Japanese wine-growers saved from French deportation
The Japanese owners of an award-winning vineyard who were threatened with deportation have won the right to stay in France in a case that sparked a massive campaign support them.
Some 53,400 people signed a petition asking authorities to allow Rie and Hirofumi Shoji remain on in their tiny estate in the southwestern village of Banyuls-sur-mer after being initially turned down for residency for earning too little money.
The couple, who studied wine-making before launching into production of organic wines in 2016, won high praise for their first vintage in 2017, with the Michelin three-star Can Roca restaurant in Girona among the prestigious eateries to snap up bottles.
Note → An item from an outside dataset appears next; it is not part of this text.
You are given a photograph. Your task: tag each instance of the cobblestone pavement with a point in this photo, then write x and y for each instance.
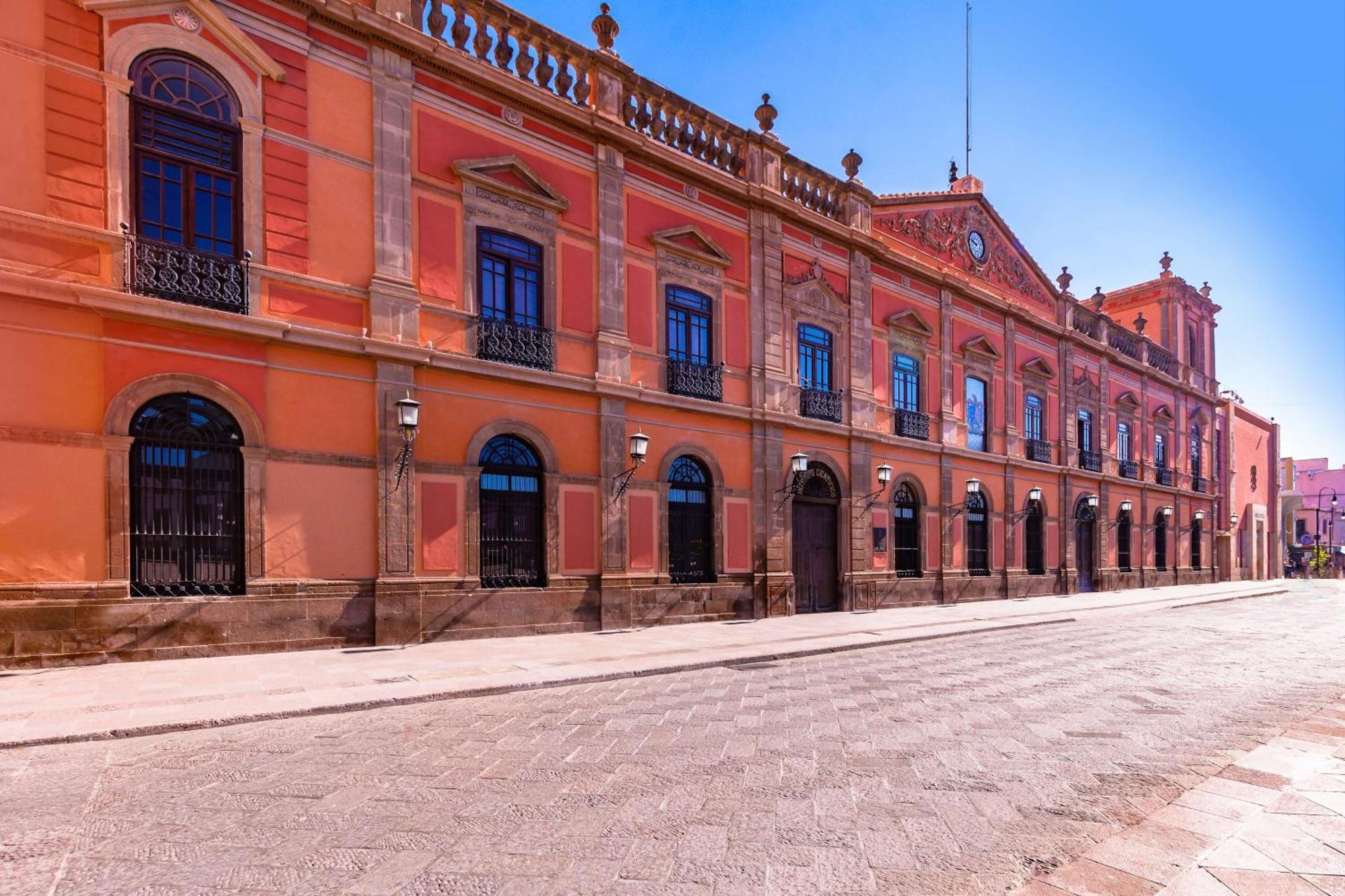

But in April they were ordered to leave France after failing to prove they earned the minimum 2,000 euros a month required to show the business was viable.
Defending the pair in the local L’Independant newspaper, the head of a wine fair in the nearby city of Perpignan had hailed their venture as a “real success”.
“It would be a real loss for us all to see them leave,” Jean L’Heritier said.
On Thursday their lawyer Jean Codognes told AFP that the pair had been granted an extension on their residency permits of at least three more months.
Local authorities in the Pyrenees-Orientales region said they had decided to “re-examine the administrative status of Mr and Mrs Shoji” seeking more financial information on them.
Codognes said that in an “extremely polite” conversation with local officials on Thursday, the couple had been asked why they were fans of wine and French culture.
“Because I worked for Alain Ducasse in Tokyo,” Hirofumi Shoji replied, namedropping a French super-chef.